DOC employee gets $1.97M in harassment case

Missouri Department of Corrections logo
Missouri Department of Corrections logo

Missouri's Corrections Department still owes Debra Hesse nearly $1.97 million in damages, attorney fees and litigation costs, a state appeals court panel ruled Tuesday.

And the court sent the case back to the trial court in Kansas City to determine how much more Hesse should get for her attorneys' fees during the appeal process.

Hesse sued the department in 2014 for gender harassment and retaliation, while she worked at both the Tipton Correctional Center and the Kansas City Release Center.

Although the appeals court ruling has no details, Hesse's case was one of several highlighted by Kansas City's weekly newspaper, the Pitch, in November 2016, providing some of the first public details about numerous harassment complaints in the department that runs Missouri's prisons and the probation and parole programs.

Hesse's case went to trial in January 2016.

The Pitch reported Hesse testified, while working in the Tipton prison, she had filed several complaints of abuse and harassment, angering supervisors.

After transferring to Kansas City, Hesse said, she was identified as being "trouble" and was warned by a supervisor she just needed to "sit back and go with the flow."

A co-worker, Tina Gallego, told the jury at Hesse's trial it was commonplace for male employees to call women "whores and other derogatory names," and retaliation to complaints was the norm.

Gallego's testimony was one of the department's complaints in its appeal - trial Judge W. Brent Powell, now a member of the state Supreme Court, should not have allowed Gallego's irrelevant and prejudicial "me too" testimony.

Citing a 2015 state Supreme Court case, Appeals Court Judge Anthony Rex Gabbert wrote: "Evidence is logically relevant if it tends to make the existence of any consequential fact more or less probable (or) if its probative value outweighs any prejudicial effect on the jury."

Since Gallego's testimony corroborated Hesse's case theory, Powell didn't make a mistake in allowing it, the court ruled.

"The two women had both worked for the same facility, reported to several of the same superior officers, suffered harassing and retaliatory conduct based on their sex, attempted to avail themselves of the same anti-discrimination policy, and had their complaints summarily dismissed," Gabbert wrote for the appeals court.

"While the (department) is correct that there were also differences in their experiences, those differences were less relevant than their commonalities."

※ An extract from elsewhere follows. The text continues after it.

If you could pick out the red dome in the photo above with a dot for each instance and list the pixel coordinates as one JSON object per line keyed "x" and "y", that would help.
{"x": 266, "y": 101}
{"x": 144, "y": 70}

After the jury's verdict and post-trial motions, Powell awarded Hesse $500,000 in actual damages and $1 million in punitive damages.

She also received $463,323.75 in attorney fees, $1,389.15 in litigation expenses and $5,168.75 in other court costs.

The department's appeal argued Powell had abused his discretion by awarding Hesse attorney fees unreasonable under terms of the Missouri Human Rights Act.

The appeals court disagreed because Powell's judgment was "properly considered, given the case size and the excellent results obtained by Hesse's counsel."

And the department said Powell had no legal authority to award the litigation expenses.

"The trial court's discretion to determine court costs is broad," Gabbert wrote.